Claudine Doury, 'Sasha'

Courtesy de la Galerie Particulière, Paris
Claudine Doury, 'Sasha', 2007
Libre

Son objectif, Claudine Doury s’en sert le plus souvent pour prélever les bouleversements sourds de l’adolescence, qu’elle distille sur ses photographies avec une infinie délicatesse. Comme si elle tenait là la chose la plus fragile du monde. Comme si elle avait peur de briser l'harmonie. Après avoir photographié le dernier camp de vacances des rejetons de la nomenklatura en Crimée (1994-2003, ses étés trempés dans le souvenir préfabriqué du soviétisme, ses heures baignant dans la langueur, le soleil et les fictions d’une époque mise sous respiration artificielle), après avoir cherché dans les cheveux longs des filles d’Asie centrale les traces d’une princesse déchue (2002-2005), c’est sous son propre toit que la photographe française est allée cueillir le sujet de sa série la plus récente (2007-2010) : Sasha, sa fille.

A la Galerie Particulière, sur des tirages de 86,7 x 120 cm, Sasha incarne les tourments de l’adolescence avec une mélancolie troublante, stoïque devant sa mère qui cherche, tant bien que mal, à percer les mystères de son âge indémêlable, à retenir le passage du temps. Sasha affalée sur un lit, Sasha gambadant au bord d’un lac, Sasha respirant sous une cloche de verre, Sasha jouant dans la boue, se cachant sous la farine... Figés, statiques, ces portraits à la grâce pastorale échappent à la froideur par on ne sait trop quel miracle, se laissant transpercer par la vie intérieure éruptive de leur modèle. Entre l’obsession de la mère et la complicité engourdie de la fille, les photos trouvent un équilibre étrange. Sasha semble se détacher à mesure que l’artiste tente de s’immiscer dans son univers, deviner ses fictions personnelles, ses visions imaginaires.

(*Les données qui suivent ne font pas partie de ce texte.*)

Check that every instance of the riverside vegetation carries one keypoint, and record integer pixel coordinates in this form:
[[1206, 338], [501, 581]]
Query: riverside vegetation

La voilà qui arbore des allures de fée, flottant dans une forêt enchantée. Plus loin, elle emprunte des dégaines d’ado torturée, tout droit sortie d’un film de Gus Van Sant ou Sofia Coppola. Claudine Doury saisit les temps vides, les moments où il ne se passe rien mais où tout se transforme, imperceptiblement. Les instants où l’aiguille des secondes semble pousser celle des minutes aussi lentement que les rondeurs de femme déforment les hanches d’enfant. Des regards absents, des yeux fixés dans le vide, ailleurs. Attendant on ne sait trop quoi : l’âge adulte, que la photo soit prise. Que ça se passe.